Boeing has said the inaugural flight of its long-delayed 787 Dreamliner would take flight by the end of the year, and that it hoped to deliver the first plane for service in the last quarter of 2010, some two years behind its original schedule.
The Seattle-based aerospace giant also said that it would cost an additional $2.5bn to get the troubled aircraft airborne, after determining that some of its initial test-flight aircraft would not make it to market because of the extensive alterations needed.
Boeing chairman Jim McNerney said the extra time would enable the remaining work to be completed.
“This new schedule provides us the time needed to complete the remaining work necessary to put the 787’s game-changing capability in the hands of our customers,” he said.

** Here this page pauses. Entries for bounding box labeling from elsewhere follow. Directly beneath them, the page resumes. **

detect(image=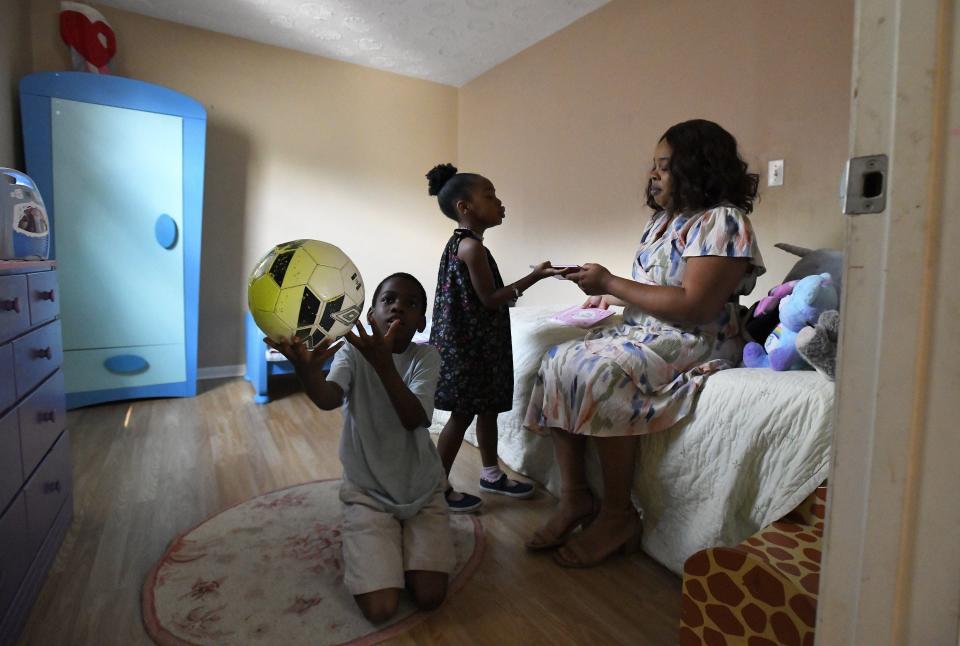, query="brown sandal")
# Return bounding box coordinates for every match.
[553,511,643,568]
[523,487,600,552]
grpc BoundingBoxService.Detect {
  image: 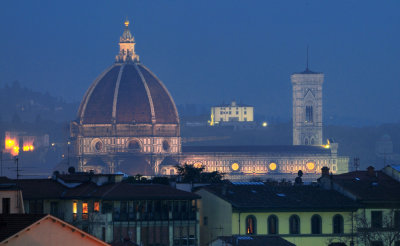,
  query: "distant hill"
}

[0,81,79,122]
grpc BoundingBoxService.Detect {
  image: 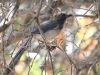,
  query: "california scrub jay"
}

[5,13,72,74]
[33,13,72,41]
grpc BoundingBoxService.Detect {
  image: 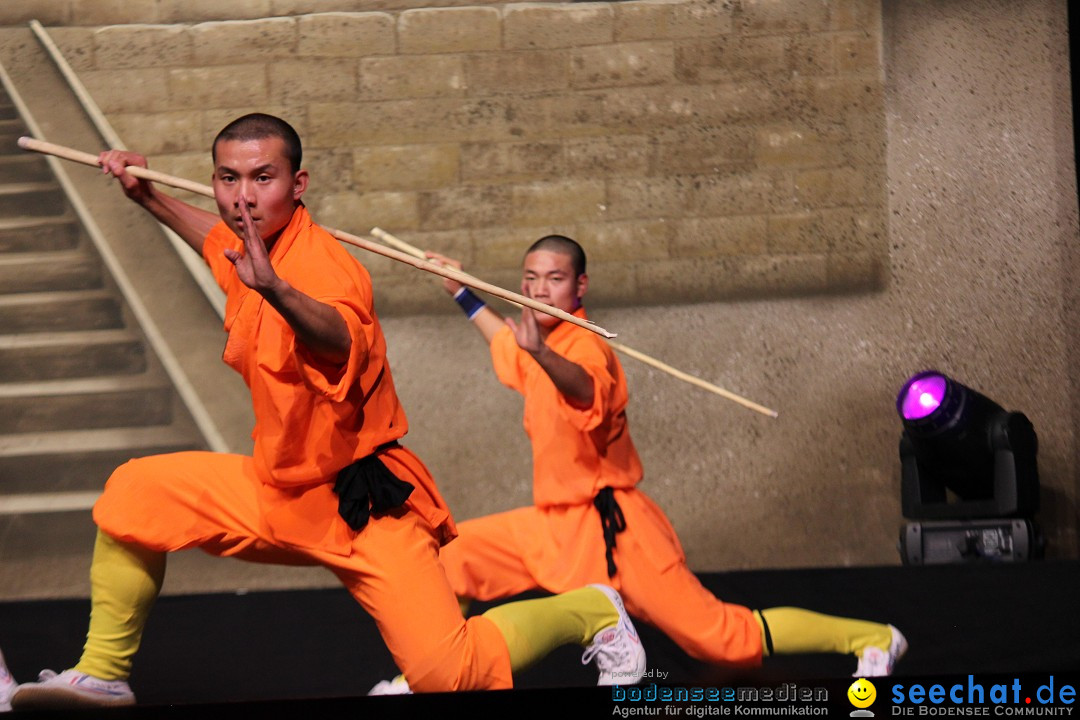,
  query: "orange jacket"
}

[203,205,454,545]
[491,308,642,507]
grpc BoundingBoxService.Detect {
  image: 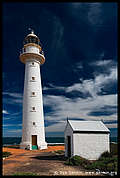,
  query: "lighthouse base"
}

[20,142,47,150]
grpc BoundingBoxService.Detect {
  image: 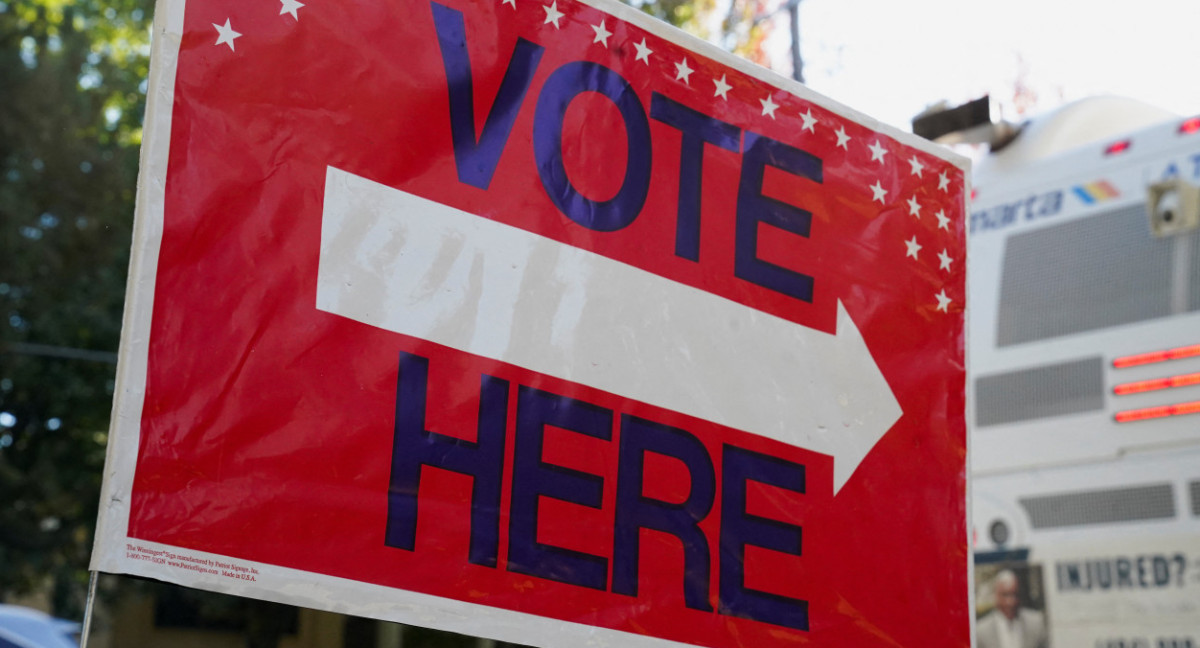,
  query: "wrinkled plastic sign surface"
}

[94,0,971,648]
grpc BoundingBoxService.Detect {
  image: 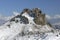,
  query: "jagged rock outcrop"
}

[10,8,46,25]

“The design details and implementation plan are nearly complete, and the team is preparing airplanes for modification and testing,” he added.

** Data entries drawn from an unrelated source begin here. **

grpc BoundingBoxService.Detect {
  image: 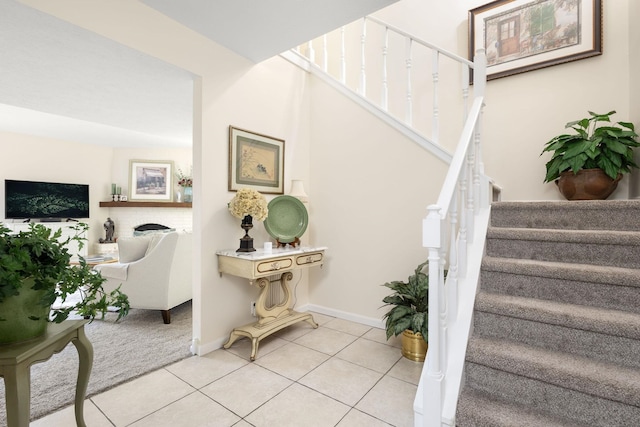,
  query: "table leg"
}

[73,326,93,427]
[2,363,31,427]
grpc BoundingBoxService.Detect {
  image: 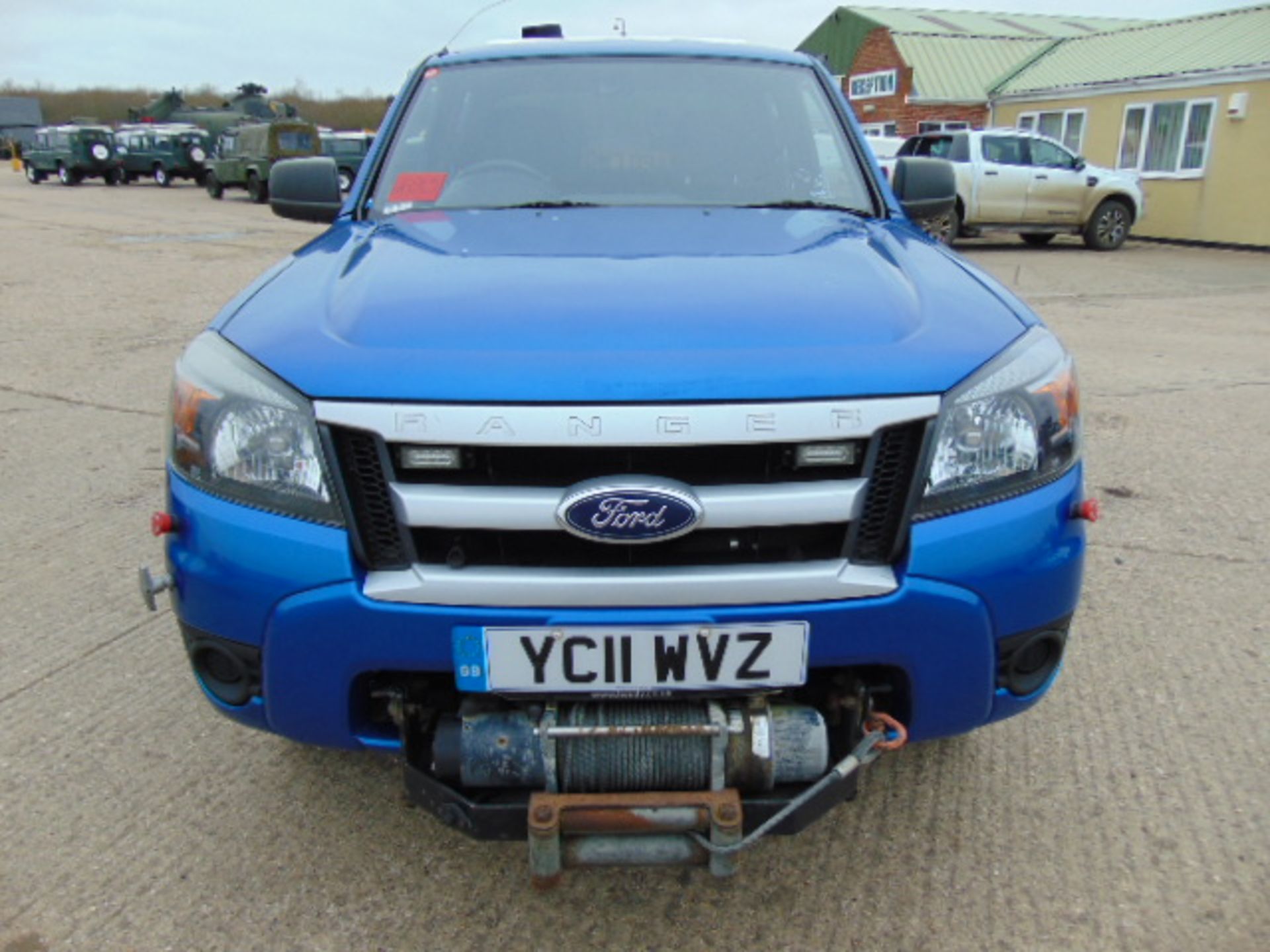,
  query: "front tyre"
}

[1083,198,1133,251]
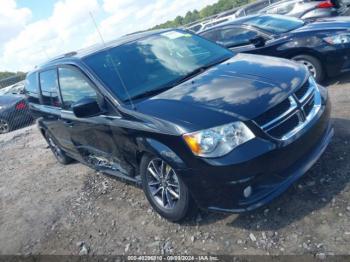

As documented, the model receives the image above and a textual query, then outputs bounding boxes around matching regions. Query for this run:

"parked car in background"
[200,15,350,81]
[234,0,280,18]
[259,0,348,19]
[0,95,33,134]
[0,81,24,96]
[26,30,333,221]
[184,0,280,33]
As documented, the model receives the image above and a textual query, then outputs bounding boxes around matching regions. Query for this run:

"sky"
[0,0,217,71]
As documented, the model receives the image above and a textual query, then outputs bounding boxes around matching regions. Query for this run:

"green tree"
[151,0,254,29]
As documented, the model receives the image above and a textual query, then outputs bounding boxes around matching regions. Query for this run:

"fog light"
[243,186,253,198]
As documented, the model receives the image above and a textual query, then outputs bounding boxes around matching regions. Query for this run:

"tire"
[0,118,12,134]
[292,55,325,83]
[45,131,74,165]
[140,154,197,222]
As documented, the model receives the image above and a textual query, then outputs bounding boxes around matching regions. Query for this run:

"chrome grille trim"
[299,78,317,104]
[261,77,322,142]
[261,96,298,130]
[281,87,322,141]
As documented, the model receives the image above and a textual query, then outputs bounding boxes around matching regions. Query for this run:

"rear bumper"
[182,99,334,213]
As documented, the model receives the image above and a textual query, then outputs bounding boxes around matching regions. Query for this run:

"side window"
[276,2,295,15]
[245,1,270,15]
[39,69,61,107]
[58,68,97,109]
[201,30,218,42]
[24,73,39,104]
[218,27,258,47]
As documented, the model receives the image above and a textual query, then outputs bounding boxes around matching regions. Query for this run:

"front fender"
[137,138,187,170]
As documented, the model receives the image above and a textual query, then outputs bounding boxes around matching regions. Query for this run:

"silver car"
[259,0,348,19]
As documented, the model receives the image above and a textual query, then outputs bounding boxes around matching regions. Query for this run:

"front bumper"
[182,98,334,213]
[323,44,350,77]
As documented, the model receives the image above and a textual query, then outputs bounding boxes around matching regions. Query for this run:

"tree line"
[152,0,254,29]
[0,0,255,80]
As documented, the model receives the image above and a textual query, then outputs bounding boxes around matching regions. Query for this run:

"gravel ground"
[0,72,350,257]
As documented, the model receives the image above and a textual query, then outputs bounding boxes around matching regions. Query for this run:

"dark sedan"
[200,15,350,82]
[0,95,33,134]
[259,0,348,19]
[26,30,333,221]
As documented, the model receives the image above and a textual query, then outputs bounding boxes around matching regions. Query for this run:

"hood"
[0,95,24,111]
[294,16,350,32]
[0,95,24,106]
[136,54,308,130]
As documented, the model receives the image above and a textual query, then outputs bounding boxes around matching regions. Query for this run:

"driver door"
[58,66,129,173]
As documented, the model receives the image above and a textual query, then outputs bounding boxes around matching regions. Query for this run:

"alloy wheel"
[47,137,62,159]
[0,119,10,134]
[147,158,181,209]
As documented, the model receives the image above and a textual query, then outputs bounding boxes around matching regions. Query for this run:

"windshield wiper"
[170,56,231,86]
[124,85,174,102]
[124,57,231,102]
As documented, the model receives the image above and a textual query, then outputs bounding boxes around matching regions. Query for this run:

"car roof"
[199,15,262,34]
[34,29,172,70]
[199,14,296,34]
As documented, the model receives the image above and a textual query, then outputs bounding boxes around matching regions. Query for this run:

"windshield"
[84,30,233,101]
[245,15,304,34]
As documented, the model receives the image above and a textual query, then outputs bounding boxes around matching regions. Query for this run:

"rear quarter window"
[39,69,61,107]
[24,73,40,104]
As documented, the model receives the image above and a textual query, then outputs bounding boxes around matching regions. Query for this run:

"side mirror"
[72,98,102,118]
[249,36,266,47]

The maiden flight had been set for June 30 but just days before Boeing said it had discovered a weakness in the body of the aircraft.
The 787 has so far cost $10 billion to develop and is seen as a bid by Boeing to regain its crown from Airbus as the world’s most innovative and successful builder of commercial airplanes.

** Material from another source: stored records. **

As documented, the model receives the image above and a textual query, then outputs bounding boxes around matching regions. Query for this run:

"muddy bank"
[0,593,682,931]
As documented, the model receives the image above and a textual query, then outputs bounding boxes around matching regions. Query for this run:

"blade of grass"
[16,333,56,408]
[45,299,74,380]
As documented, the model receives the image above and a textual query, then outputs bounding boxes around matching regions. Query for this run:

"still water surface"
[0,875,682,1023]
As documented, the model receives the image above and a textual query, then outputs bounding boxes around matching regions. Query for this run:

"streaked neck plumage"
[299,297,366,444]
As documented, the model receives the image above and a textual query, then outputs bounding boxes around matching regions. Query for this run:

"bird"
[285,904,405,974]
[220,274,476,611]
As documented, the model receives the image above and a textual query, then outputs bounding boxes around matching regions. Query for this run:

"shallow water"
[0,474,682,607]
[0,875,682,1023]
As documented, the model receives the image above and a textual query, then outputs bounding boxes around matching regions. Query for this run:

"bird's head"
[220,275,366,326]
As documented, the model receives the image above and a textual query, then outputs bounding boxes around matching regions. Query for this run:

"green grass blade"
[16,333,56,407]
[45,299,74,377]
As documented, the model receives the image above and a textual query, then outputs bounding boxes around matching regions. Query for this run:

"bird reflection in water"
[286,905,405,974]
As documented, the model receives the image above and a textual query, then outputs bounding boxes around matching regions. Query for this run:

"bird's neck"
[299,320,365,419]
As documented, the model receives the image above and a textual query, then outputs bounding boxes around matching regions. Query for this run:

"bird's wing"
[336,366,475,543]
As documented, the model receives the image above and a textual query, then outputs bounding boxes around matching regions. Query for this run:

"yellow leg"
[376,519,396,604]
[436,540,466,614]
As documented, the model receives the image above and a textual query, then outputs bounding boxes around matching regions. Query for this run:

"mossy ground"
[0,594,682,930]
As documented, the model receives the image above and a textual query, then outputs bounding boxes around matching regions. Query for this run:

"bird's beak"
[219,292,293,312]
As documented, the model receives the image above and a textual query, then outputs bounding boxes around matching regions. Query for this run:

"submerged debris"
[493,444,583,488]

The mid-sized plane is designed to fly long distances and use 20 percent less fuel than other similarly-sized aircraft. A large proportion of the fuselage and the wing are made from carbon composite materials, making it lighter and therefore more fuel-efficient. The jets will feature larger windows, higher humidity and higher air pressure to help offset jet lag.
Carriers have lined up to put in their orders. The 787 became Boeing’s fastest-selling model, with 865 orders placed (worth around $150 billion), over 60 of which have since been cancelled because of the delays and the deteriorating economic climate.
The initial delivery to All Nippon Airways is unlikely to take pace until 2011, rather than next March as Boeing had originally planned.
The Japanese airline has voiced its disappointment over the delays.
“We understand the need to make the best and safest aircraft possible and appreciate that delays due to engineering issues of the current nature must be solved in order to move forward and achieve this,” ANA said. “However, as launch customer and future operator of the 787, the length of this further delay is a source of great dismay, not to say frustration.”